A social worker asked the rest of us if we had ever been touched inappropriately, and I shook my head no. But four hours later, after questioning Mama and her son in the yard, the social workers came and took us away.
Angry that the social workers were not listening to me, I cried, screamed and kicked while Mama cried, “I’ll get you back!”
The first few months I spent in foster care felt like lonely, torturous years.
Initially, my sister Evangelina and I were sent to live with an older couple, probably in their 60s. Their house didn’t feel like a home. The couple didn’t socialize with us unless we were sitting at the dinner table, and we were only ever allowed to be in the living room or in our bedroom. The woman didn’t know how to comb, wash, braid or twist my hair like Mama did. So I wore two big, messy, boring pig-tails on the top of my head at school.
I felt like an outsider at that home, but I was happy that I was at least placed in the same home as my sister Evangelina, my best friend. We slowly got used to the routine: wake up, get dressed, go in the living room to watch a movie, play in the backyard for a few minutes, eat dinner and then go to bed. We prayed every night to go back to Mama, but we started to lose hope after five days.
The imposing reality was that I was in a stranger’s home and nothing was mine anymore. My beautiful old memories – of my mom and her soft brown skin, my bed, my stuffed animals smiling at me from the shelves in my room, my rocks in the yard and the roly-polies I found under them – started to fade from memory.
After just one week with the older couple, Evangelina and I were picked up and taken to our second home with Ms.

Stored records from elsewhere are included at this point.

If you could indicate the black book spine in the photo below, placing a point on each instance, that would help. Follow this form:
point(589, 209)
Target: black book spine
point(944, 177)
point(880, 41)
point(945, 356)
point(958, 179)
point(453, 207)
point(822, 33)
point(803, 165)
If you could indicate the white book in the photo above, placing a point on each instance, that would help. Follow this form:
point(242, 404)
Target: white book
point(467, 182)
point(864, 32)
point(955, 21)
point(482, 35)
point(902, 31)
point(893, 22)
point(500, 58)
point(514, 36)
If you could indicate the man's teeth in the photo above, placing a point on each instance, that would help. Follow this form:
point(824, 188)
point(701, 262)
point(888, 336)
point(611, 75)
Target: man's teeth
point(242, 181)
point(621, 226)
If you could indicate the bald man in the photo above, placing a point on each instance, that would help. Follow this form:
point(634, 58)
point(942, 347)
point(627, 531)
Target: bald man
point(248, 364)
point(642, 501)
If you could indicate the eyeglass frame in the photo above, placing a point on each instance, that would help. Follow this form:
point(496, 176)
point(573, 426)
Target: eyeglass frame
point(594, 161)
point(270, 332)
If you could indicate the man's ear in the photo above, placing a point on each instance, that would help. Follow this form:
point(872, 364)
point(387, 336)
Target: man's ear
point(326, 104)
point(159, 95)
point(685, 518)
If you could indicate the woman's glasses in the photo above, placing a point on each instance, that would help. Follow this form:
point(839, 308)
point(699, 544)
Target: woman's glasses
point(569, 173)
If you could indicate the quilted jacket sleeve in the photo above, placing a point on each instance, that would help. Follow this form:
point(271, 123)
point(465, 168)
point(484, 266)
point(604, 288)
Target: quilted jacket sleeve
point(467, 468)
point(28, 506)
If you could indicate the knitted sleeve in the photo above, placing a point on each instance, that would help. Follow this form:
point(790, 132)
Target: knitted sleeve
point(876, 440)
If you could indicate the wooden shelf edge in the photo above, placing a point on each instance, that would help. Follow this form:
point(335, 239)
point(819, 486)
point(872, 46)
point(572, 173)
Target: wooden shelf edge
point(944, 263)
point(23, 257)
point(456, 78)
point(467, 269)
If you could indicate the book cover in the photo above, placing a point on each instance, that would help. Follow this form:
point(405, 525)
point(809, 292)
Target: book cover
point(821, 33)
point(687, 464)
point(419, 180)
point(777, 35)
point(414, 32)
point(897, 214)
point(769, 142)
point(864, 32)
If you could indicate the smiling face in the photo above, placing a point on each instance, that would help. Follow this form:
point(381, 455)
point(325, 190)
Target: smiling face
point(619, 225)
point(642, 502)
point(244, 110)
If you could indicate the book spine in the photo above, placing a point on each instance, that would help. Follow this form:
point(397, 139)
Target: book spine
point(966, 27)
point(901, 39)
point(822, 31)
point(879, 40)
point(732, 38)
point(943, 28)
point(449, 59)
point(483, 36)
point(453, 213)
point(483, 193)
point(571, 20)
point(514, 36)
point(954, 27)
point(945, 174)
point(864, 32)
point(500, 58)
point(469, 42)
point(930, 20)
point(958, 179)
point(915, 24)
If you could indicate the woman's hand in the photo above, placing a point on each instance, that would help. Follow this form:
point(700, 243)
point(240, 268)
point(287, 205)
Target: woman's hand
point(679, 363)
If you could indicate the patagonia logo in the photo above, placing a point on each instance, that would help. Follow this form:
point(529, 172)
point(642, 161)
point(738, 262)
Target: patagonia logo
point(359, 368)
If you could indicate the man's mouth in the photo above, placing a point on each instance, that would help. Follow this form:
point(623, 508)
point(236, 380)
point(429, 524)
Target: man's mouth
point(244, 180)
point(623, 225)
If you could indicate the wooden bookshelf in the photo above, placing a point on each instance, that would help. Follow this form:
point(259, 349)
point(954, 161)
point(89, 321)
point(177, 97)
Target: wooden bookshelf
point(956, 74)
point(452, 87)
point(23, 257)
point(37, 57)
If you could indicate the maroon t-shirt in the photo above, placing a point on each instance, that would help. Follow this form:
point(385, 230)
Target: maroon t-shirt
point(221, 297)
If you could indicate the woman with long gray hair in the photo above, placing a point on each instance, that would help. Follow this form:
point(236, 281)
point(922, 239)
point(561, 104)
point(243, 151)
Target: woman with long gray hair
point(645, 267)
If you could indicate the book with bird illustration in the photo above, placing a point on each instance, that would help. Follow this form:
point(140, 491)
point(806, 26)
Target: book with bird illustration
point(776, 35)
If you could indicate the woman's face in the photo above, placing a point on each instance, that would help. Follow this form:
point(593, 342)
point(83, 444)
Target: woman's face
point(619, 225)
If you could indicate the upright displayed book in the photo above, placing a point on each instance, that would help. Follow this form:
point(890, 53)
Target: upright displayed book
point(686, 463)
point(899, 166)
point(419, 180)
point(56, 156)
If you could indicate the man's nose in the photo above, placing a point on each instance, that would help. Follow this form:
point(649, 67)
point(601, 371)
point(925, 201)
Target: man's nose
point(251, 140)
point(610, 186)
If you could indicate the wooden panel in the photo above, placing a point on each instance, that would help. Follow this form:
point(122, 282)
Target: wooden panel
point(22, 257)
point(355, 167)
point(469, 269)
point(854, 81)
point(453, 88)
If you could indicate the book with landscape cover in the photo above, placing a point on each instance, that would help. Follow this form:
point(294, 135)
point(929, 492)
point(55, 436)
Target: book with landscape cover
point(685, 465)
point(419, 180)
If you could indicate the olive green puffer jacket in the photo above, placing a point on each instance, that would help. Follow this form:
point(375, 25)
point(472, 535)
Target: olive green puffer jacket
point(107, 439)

Lynett, where we were reunited with our brothers Tyrone and Charlie.
Ms. Lynett was much more welcoming than our first foster parents. She told us she would take us shopping because she knew we had left many of our belongings behind. That was wonderful for us to hear, yet we were still uneasy; it was really difficult for us to trust anyone except each other. She treated us like we were loved and wanted, which is what we needed. And we had fun there. She had a sweets cabinet, many toys and games and a trampoline! We played laser tag, watched movies and danced a lot.
But I never stopped wanting my home, my Mama and my other four siblings. After weeks passed, I figured that I would never go back and asked Ms. Lynett if I should start calling her “Mom.”
“No,” she replied, “because someone wants you.”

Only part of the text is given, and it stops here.